I’ll drill down a bit more on these obviously, but let’s look at some examples:

DEV

  • Threat Modeling - Microsoft provides a free Threat Modeling Tool, which helps you outlining the potential threats and vulnerabilities for a generic application architecture;

  • Credentials & Secrets Management - NEVER store your secrets and credentials hard-coded into your source control system. That’s just a NO GO!! Rather, look into secret variables, variable groups or even better, a secret store such as Azure Key Vault or GitHub Secrets

  • Peer Review

VALIDATE

  • Code Analysis - this is where you integrate source control code scanning tools such as Snyk, Sonar, WhiteSource Bolt and many others. The easiest way is going through them in your own DevOps pipelines. If you are using Azure DevOps, have a look at the Azure DevOps Marketplace, and search for security At present, there are 91 different extensions available to integrate security into your DevOps Organization and Projects.

Security

PACKAGE

  • Secured Containers - Containers are becoming more and more popular to speed up the development process, simplifying the dependency on a platform and overall allowing for standardization thanks to Docker images. While containers are bringing in a lot of good things into a developer’s scenario, they also might bring in vulnerabiities and security risks, as you don’t always know where the image comes from, what’s running inside the container or who built it. That’s where I can definitely recommend a vulnerability scanner for containers. Tools such as Aqua or Twistlock are popular reference here. If you are using Azure as your container runtime environment, know that you can enable Microsoft Defender for COntainers, which provides a built-in security vulnerabilty for your containers stored in Azure Container Registry.

  • Quality Gates

  • Cloud Configuration

  • Security & Pen-testing

Security

RUN

  • Cloud Platform Security - Any cloud vendor provides robust security features as part of the platform. Azure comes with Azure Security Center for years, which recently got rebranded to [Microsoft Defender for Cloud](https://docs.microsoft.com/en-us/azure/defender-for-cloud/defender-for-cloud-introduction).
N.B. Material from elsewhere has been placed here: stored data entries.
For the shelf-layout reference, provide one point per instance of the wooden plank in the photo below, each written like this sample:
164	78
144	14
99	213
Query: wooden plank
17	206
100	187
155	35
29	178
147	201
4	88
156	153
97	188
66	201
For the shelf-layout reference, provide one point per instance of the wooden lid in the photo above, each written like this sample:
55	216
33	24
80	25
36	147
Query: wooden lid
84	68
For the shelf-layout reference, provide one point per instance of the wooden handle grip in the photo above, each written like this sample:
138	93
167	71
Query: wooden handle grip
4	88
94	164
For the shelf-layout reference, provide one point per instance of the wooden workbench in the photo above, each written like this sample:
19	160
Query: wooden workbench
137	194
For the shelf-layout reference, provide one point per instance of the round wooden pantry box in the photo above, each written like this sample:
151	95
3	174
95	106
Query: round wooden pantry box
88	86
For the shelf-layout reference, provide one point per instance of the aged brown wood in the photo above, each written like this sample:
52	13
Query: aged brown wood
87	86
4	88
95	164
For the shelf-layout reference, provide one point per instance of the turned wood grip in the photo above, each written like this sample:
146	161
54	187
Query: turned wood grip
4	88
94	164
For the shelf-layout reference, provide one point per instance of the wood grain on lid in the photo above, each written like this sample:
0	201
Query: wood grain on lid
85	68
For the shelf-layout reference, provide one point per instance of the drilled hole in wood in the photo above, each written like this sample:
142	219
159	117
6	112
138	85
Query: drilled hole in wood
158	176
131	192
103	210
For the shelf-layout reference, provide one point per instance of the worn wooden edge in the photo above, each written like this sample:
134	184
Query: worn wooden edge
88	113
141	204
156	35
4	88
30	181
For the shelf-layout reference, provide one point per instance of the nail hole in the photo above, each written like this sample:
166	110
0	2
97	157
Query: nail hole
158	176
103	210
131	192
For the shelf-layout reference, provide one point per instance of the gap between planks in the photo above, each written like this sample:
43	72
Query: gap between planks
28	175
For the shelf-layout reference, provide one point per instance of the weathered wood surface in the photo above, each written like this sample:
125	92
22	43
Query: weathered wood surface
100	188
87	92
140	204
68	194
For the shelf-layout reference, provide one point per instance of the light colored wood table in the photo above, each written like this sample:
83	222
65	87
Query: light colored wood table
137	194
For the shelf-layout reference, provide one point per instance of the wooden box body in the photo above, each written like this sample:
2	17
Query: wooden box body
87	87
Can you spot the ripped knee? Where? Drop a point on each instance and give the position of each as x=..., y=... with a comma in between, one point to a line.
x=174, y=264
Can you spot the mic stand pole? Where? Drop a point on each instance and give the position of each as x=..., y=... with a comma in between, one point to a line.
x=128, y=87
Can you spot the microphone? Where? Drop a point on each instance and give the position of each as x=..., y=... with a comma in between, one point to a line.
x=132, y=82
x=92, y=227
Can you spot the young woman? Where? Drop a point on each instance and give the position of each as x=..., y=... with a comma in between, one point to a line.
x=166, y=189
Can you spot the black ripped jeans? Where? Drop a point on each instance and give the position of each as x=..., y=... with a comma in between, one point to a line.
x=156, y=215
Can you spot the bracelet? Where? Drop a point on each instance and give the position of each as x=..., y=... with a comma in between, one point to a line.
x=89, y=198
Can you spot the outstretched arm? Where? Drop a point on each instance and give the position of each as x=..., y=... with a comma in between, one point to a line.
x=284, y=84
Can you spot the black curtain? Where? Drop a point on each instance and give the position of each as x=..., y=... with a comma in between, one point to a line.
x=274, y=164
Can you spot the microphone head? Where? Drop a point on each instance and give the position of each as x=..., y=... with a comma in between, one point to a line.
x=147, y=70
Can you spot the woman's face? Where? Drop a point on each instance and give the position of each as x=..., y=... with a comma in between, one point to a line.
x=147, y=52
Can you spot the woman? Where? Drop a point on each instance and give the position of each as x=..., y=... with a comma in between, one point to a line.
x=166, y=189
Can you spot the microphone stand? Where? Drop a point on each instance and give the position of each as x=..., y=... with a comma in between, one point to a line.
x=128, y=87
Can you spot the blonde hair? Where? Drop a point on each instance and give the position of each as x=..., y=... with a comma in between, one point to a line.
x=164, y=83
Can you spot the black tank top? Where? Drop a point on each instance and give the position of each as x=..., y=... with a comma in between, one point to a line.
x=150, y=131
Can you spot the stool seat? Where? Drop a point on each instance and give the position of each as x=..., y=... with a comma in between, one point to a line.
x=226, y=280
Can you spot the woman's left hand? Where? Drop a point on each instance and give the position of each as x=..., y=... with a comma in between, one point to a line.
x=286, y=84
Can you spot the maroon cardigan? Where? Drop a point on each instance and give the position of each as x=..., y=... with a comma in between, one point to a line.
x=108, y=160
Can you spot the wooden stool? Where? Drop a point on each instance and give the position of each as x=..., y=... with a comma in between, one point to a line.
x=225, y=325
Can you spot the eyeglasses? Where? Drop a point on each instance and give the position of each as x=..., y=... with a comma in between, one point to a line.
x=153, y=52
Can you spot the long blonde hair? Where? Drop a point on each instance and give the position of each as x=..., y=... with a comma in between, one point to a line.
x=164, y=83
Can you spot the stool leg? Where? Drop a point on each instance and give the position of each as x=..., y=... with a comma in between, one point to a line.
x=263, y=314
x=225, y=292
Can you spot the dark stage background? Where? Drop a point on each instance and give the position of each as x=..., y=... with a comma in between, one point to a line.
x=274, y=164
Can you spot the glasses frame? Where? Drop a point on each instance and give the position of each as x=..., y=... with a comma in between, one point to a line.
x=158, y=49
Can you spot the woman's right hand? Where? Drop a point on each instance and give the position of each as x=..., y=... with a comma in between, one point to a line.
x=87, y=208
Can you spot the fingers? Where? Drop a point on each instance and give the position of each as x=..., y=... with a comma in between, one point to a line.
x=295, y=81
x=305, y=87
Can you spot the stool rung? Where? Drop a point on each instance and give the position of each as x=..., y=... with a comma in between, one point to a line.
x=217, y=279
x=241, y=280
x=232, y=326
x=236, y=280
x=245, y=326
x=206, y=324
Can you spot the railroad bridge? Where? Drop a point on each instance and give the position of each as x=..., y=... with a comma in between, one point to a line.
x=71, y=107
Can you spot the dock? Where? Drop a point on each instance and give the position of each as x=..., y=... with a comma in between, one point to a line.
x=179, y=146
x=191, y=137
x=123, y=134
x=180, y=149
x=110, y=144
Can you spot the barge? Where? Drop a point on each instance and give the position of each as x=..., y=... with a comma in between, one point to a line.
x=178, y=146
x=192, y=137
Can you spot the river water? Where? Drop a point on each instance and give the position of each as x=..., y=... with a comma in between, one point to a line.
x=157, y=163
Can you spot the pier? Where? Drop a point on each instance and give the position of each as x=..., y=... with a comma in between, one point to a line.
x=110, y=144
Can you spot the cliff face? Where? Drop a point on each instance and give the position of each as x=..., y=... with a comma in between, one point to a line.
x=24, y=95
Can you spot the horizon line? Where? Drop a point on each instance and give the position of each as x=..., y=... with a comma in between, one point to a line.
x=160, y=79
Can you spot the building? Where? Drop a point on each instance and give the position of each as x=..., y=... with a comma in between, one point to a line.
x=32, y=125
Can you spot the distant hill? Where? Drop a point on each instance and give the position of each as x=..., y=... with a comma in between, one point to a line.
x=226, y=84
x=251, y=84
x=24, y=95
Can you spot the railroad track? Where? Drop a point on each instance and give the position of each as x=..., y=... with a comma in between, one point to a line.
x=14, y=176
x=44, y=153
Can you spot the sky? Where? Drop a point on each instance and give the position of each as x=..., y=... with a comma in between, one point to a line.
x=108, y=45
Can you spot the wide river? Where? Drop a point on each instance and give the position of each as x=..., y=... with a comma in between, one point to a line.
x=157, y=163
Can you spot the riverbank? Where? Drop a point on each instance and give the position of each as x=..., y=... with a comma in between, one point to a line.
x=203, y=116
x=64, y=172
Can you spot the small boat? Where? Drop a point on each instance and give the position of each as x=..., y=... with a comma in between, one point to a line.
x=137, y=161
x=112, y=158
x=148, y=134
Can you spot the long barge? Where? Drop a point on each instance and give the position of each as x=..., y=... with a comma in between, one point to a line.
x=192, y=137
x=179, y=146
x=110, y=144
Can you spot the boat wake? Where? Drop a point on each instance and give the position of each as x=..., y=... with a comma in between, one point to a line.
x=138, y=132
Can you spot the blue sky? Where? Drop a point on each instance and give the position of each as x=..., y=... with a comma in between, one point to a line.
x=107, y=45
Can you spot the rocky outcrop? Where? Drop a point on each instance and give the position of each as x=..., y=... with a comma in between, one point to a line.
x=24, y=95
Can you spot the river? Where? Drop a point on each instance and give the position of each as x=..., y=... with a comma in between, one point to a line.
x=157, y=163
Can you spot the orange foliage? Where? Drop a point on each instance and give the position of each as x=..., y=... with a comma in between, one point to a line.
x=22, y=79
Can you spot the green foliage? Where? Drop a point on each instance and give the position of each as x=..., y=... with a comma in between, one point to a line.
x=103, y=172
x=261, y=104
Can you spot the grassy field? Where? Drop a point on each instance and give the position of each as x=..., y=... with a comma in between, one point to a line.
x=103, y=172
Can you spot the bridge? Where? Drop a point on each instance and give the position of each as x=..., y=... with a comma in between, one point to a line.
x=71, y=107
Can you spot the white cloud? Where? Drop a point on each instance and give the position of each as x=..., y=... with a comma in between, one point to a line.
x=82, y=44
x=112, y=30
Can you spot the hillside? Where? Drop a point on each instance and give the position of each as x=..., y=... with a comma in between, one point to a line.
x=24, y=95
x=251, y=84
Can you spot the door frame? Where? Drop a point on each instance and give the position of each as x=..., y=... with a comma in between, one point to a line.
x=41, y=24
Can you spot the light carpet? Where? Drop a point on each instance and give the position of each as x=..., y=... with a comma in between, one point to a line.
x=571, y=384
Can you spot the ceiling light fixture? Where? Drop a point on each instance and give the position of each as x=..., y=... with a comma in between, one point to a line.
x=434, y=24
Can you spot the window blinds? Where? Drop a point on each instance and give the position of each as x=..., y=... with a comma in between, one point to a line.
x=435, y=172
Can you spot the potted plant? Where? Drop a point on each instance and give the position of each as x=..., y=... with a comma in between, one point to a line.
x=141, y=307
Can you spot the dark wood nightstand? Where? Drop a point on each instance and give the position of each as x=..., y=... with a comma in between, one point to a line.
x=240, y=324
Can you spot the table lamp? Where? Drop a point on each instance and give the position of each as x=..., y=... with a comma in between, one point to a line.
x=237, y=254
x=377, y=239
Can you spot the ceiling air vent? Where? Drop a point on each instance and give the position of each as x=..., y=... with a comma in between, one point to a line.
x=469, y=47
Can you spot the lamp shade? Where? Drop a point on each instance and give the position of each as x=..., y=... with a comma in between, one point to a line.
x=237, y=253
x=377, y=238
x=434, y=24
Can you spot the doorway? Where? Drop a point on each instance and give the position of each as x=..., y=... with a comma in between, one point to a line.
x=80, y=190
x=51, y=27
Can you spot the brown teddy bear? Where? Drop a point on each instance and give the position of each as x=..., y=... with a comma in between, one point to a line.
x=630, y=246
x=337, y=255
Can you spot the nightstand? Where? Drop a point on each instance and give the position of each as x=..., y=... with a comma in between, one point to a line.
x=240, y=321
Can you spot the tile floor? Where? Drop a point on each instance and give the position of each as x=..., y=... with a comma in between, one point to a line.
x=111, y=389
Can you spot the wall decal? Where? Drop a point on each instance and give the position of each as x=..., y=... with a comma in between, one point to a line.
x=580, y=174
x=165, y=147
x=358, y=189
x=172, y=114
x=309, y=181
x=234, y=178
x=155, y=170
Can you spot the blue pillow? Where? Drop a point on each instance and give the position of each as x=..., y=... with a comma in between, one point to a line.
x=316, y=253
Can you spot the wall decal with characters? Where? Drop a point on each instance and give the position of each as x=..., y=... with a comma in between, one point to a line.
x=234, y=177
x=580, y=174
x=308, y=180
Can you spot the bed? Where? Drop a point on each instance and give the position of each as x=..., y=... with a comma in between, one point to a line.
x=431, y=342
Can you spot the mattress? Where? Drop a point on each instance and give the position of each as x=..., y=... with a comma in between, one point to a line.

Core characteristics are detecting your Secure Score, a value for your security posture, together with an extensive list of recommendations, on how to optimize your security.
  • RBAC permissions model - This corresponds to the concept of “least set of privileges”, which means your DevOps teams should only get the administrative permissions they really need to do there job, but no more. Or even better, only give them administrative permissions when they need to perform admin tasks. Services such as Azure Identity Protection and Privileged Identity Management are no luxury in any organization. Keep in mind these require an Azure AD Premium P2 license. Which - if you ask me - is more than worth the extra cost!
  • Credentials & Secret Management

Security

OPERATE

  • Security Monitoring
  • Threat Detection - This brings us back to the “original” approach, having the necessary security guardrails in place to protect our runtime environments. SIEM solutions such as Azure Sentinel
  • Mitigation

Summary

In this post, I gave you an overview of the typical DevOps process, and what challenges exist around security. Often coming in all the way at the end (during the operations cycle), security should be part of each and every step of the DevOps concept, preferably as early in the process as possible. This is what the industry calls shifting left. I tried to share some “easy to implement solutions” to optimize security, by sharing several tools and services available today in Azure, Azure DevOps and GitHub. If you should have any questions on this, or you want to see a demo on what the tools can do, I’m only a nudge away ;)

Once more, I very appreciated thank you for reading, and for Joe Carlyle and Thomas Thornton for having accepted my submission for this 2022 #AzureSpringClean edition. Enjoy your Spring Clean week, stay safe and healthy!